景観計画策定に向け、策定委員会が発足した奄美市

奄美市 将来像は「バランスの取れた景観」

 未来への財産となる景観を継承できるまちづくりに向け、奄美市は奄美群島の自治体に先駆けて、景観計画策定に着手した。15日は同計画策定委員会を立ち上げ、市役所で第1回会合を開催。良好な景観の形成に向け、策定までのスケジュールや基本理念など基本方針のあり方を確認。2018年度中の策定を目指す。

 04年国の「景観法」成立を受け、同市は11年10月、同法に基づいた景観計画を策定できる「景観行政団体」に移行。今回は奄美群島国立公園の指定に絡み、環境文化型の概念を取り入れた策定計画を協議する。会合は全3回を予定。

 会に先立ち、朝山毅市長が、学識経験者、地域、観光などの分野を代表する委員14人に委嘱状を交付。

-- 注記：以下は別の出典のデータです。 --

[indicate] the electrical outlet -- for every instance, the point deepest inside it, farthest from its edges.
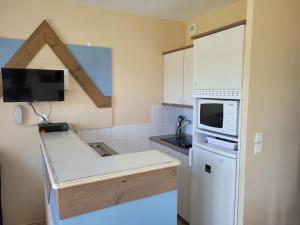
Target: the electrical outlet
(259, 138)
(258, 148)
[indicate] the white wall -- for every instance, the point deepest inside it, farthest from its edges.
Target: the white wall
(272, 178)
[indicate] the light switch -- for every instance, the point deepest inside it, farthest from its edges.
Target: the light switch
(258, 148)
(66, 79)
(259, 138)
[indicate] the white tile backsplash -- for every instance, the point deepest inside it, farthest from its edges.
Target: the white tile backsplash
(104, 134)
(169, 128)
(145, 130)
(157, 114)
(157, 128)
(119, 132)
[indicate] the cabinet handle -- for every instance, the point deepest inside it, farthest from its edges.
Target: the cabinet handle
(190, 157)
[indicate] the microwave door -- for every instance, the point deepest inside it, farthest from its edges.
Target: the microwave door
(211, 115)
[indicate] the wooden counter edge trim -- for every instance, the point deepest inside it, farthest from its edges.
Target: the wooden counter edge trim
(86, 198)
(178, 49)
(235, 24)
(178, 105)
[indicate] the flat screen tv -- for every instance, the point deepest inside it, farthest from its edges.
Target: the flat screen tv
(31, 85)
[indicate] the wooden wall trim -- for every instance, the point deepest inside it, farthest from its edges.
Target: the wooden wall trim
(235, 24)
(44, 34)
(86, 198)
(178, 49)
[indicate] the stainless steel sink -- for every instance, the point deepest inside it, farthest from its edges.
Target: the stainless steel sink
(102, 149)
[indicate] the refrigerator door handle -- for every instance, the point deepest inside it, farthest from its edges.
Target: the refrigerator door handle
(190, 157)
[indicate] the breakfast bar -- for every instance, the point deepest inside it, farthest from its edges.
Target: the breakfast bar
(81, 187)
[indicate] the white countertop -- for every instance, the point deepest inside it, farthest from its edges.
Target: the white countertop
(71, 162)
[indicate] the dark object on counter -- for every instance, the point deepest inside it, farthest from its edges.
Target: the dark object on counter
(53, 127)
(182, 141)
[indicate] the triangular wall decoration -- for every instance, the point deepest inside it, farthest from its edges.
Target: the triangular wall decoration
(44, 34)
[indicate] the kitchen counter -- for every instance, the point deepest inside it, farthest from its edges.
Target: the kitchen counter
(158, 139)
(71, 162)
(81, 187)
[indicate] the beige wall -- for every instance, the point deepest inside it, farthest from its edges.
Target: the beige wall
(229, 14)
(136, 42)
(272, 181)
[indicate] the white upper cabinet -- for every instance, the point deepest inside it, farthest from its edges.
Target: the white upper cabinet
(188, 77)
(178, 77)
(219, 60)
(173, 77)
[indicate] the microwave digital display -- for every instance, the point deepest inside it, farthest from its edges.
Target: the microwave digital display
(211, 114)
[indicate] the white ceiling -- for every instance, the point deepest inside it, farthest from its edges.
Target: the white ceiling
(180, 10)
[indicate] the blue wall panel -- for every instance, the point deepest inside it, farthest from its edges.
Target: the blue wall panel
(158, 209)
(95, 61)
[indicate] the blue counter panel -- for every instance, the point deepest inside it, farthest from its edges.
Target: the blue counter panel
(96, 61)
(155, 210)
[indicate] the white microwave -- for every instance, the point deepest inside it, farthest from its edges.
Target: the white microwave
(221, 116)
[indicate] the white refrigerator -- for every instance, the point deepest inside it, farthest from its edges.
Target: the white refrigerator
(213, 187)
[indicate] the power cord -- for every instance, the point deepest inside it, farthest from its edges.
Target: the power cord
(44, 119)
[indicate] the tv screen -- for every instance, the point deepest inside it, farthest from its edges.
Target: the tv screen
(30, 85)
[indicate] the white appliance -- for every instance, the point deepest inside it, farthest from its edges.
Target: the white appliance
(218, 115)
(213, 187)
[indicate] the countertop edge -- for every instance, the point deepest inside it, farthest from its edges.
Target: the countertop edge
(158, 140)
(87, 180)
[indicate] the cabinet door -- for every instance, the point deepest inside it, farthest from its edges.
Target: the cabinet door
(183, 180)
(188, 77)
(173, 77)
(219, 60)
(184, 185)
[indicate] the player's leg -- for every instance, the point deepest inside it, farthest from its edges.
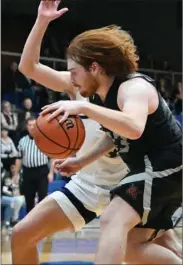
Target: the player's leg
(138, 194)
(61, 210)
(140, 251)
(117, 220)
(168, 240)
(46, 218)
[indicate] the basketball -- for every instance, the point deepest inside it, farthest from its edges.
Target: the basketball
(58, 140)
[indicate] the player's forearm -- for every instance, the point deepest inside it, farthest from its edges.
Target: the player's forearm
(18, 165)
(31, 51)
(104, 146)
(113, 120)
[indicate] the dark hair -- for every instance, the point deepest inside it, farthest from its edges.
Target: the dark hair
(4, 129)
(111, 47)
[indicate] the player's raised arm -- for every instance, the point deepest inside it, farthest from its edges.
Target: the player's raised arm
(29, 64)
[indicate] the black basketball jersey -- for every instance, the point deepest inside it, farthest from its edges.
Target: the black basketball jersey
(160, 141)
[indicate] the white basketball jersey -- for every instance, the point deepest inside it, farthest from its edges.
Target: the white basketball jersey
(105, 170)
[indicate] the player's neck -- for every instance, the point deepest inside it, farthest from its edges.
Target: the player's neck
(104, 86)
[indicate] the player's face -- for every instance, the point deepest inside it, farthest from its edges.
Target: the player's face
(82, 79)
(30, 126)
(4, 133)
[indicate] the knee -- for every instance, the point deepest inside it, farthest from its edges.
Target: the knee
(22, 236)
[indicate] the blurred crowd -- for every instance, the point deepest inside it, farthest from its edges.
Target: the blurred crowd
(23, 98)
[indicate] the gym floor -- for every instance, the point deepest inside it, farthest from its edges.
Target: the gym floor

委員長には木方十根=きかたじゅんね=・鹿児島大学大学院教授が就任した。

 策定計画では同市の景観形成に向けた全体構想や基本方針を示すほか、市内全域に計画区域を定め、建物の建築基準など景観に関わる行為は届出を義務付ける。基本理念は、▽本物の奄美を追求▽自然と文化を継承▽みんなで実践する―をテーマにした景観づくりに着手。景観・地域・市民・行政が一体となった「メリハリとバランスのとれた景観」を将来像に掲げている。また住民意見を盛り込むため、来年2月にパブリックコメント募集も計画している。

 策定規制は概ね緩やかとなる見通しだが、罰則規定が盛り込める条例を19年度中にも制定する予定。事務局の市企画調整課は、市教委が同年度策定を目指す「文化的景観保存計画」との整合性も視野に調整を進めることも明かした。

 なお委員からは景観の核となる地域や施設、シンボルの設定を求めたのに対し、事務局は景観形成のあり方や運用を重視。具体策の検討にあたり、地域特色を踏まえながら進める考えを強調した。

 朝山市長は「世界自然遺産登録の基礎につなげ、景観資源の有効活用に取り組みたい」と述べた。